Pérdida de sede olímpica no es una derrota para los turcos

Tras el triunfo de Tokio como sede de los JJOO de 2020, muchos turcos no sienten la derrota de su candidata, Estambul, como una gran pérdida, aunque este asunto evidencia la creciente polarización de la sociedad turca.
Pérdida de sede olímpica no es una derrota para los turcos
La decepcionada delegación turca en Buenos Aires.
Foto: AP

Ankara.- Aquellos que imploraban conseguir los Juegos y que se reunieron en la plaza Sultán Ahmet de la ciudad, recibieron entre llantos la noticia a través de una pantalla y se abrazaron unos a otros con tristeza, mientras que los que rechazaban que Estambul fuera sede celebraron una “derrota” que les supo a “triunfo”.

Los gobernantes turcos intentaron devolver el ánimo a los entristecidos ciudadanos con el anuncio del ministro de Asuntos Europeos, Egemen Bagis, de que “no tener los Juegos Olímpicos en Estambul no supone una pérdida para Estambul sino una pérdida para los Juegos Olímpicos“.

La “pérdida” para los defensores de Estambul 2020 era en realidad que la decisión del Comité Olímpico Internacional no se había basado en criterios objetivos sino en prejuicios contra Turquía.

“No se trata de que Estambul no pudiera ganar, sino de que ellos no le dieron (los Juegos) a Estambul sino a Tokio. Ningún país islámico ha podido albergar los Juegos hasta el día de hoy. ¿Por qué? No hay ninguna respuesta racional a esta pregunta. No puede ser solo la falta de criterio”, reflexionó el diario islamista Zaman esta semana.

La consigna de “Nosotros no hemos perdido, ellos perdieron” fue rápidamente aceptada por los círculos simpatizantes del gobierno y por el diario islamista “Akit”, que tituló “Los JJOO se fueron pero 30,000 millones se quedan en el bolsillo“.

Sin embargo, algunos en el gobierno no están a favor de guardar el dinero en el bolsillo.

“Nuestra visión con los deportes continuará aunque no se nos concedieran los JJOO. Todos los proyectos de inversión enmarcados en el presupuesto para los Juegos serán ejecutados”, declaró el ministro de Juventud y Deportes, Suat Kilic

Aquellos que ya estaban contra Estambul 2020 destacan ahora que el gobierno pretendía de hecho hacer un mal uso de los Juegos para realizar macroproyectos de urbanismo que hubiesen destruido la ciudad de forma irrevocable.

Por esta razón, se organizó incluso la campaña “Boicot 2020“, liderada por arquitectos y planificadores de la ciudad.

El excesivo uso de la fuerza por parte de la policía durante las protestas del parque Gezi en mayo y junio pasado llevaron a los ecologistas a integrarse en ese mismo grupo.

Ali Turan, arquitecto y activista de “Boicot 2020”, afirmó: “nos han llenado tanto de gas pimienta que no nos queda espacio para el espíritu olímpico.
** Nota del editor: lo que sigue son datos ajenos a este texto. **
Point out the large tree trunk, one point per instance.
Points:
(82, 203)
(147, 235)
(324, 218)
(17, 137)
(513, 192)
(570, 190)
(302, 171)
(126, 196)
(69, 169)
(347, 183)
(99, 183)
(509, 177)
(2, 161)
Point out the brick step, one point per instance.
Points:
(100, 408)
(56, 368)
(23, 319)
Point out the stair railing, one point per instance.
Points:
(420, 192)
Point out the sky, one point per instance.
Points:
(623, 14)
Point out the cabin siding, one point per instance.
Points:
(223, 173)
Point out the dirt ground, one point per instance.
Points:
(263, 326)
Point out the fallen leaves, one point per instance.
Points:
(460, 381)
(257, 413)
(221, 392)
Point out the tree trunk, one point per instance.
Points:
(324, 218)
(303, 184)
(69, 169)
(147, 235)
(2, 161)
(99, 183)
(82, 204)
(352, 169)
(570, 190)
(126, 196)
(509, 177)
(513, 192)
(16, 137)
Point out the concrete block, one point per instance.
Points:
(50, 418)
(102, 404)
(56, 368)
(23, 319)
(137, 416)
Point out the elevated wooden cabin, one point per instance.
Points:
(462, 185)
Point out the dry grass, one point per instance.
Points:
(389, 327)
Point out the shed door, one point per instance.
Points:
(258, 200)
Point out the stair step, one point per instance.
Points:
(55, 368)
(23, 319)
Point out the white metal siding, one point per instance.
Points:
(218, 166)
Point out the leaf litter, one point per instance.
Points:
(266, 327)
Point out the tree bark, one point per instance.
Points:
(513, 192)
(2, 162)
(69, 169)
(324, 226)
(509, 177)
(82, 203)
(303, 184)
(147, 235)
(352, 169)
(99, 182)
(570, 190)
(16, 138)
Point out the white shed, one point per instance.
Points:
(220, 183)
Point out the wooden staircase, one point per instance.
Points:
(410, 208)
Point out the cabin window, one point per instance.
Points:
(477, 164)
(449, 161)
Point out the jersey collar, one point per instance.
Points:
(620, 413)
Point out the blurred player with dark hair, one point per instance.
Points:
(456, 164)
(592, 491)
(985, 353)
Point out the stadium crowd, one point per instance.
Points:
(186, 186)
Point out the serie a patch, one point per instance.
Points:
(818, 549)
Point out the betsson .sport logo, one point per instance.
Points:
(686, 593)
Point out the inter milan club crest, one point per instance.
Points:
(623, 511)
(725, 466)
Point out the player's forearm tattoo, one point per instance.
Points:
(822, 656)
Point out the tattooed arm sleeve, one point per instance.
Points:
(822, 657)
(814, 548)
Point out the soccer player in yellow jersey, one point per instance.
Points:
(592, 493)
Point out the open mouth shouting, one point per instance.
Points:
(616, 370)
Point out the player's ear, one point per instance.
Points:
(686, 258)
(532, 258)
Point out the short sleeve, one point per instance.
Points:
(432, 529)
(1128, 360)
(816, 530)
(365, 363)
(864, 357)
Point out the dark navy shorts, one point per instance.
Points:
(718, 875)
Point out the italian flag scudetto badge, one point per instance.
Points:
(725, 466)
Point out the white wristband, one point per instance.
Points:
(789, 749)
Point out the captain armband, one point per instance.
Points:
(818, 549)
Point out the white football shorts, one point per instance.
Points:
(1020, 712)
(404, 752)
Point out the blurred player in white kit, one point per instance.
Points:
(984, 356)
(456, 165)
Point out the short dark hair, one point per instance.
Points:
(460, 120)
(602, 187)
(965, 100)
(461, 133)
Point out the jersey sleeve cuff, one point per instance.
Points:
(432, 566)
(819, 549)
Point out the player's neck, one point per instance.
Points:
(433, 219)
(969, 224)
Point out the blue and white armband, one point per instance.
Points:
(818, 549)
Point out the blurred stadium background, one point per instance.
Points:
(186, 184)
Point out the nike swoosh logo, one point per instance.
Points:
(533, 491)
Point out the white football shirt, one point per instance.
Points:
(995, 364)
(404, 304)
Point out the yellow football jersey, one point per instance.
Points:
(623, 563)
Esta ciudad debería aprender a valorar a su propia gente y a su entorno antes de prometerle nada al mundo”.

Según los críticos, construir un estadio olímpico cerca del Bósforo, destruir los Bosques de Belgrado para un velódromo y levantar la Villa Olímpica al norte de la ciudad hubiese significado “un robo para la ciudad en favor del capitalismo global”.

Si estas enormes construcciones pudieran ser interrumpidas, la gente quizá aceptaría una propuesta de Sadik Yakut, vicepresidente del parlamento turco.

“A pesar de cumplir con todos los criterios, ellos no nos dieron los Juegos Olímpicos. Vamos a organizar los Juegos Olímpicos de los países turcos y musulmanes“.

“No importa cuánto discuta la gente, la pérdida de Estambul fue una vergüenza para el gobierno del primer ministro Erdogan”, declaró el profesor Tarik Sengul, politólogo de la Universidad Técnica de Oriente Medio en Ankara.

“El gobierno estaba afrontando serios problemas en política nacional y extranjera, y la historia de éxito económico está casi agotada”, señaló en declaraciones a Efe.

“Estambul estaba llamada a convertirse en una ciudad mundial y el centro de Oriente Medio. Triunfar en su carrera por los JJOO hubiera supuesto una suerte de respiro para el gobierno ante todas las presiones provocadas por los problemas económicos y políticos. Pero esto no le ha funcionado“, concluyó el catedrático.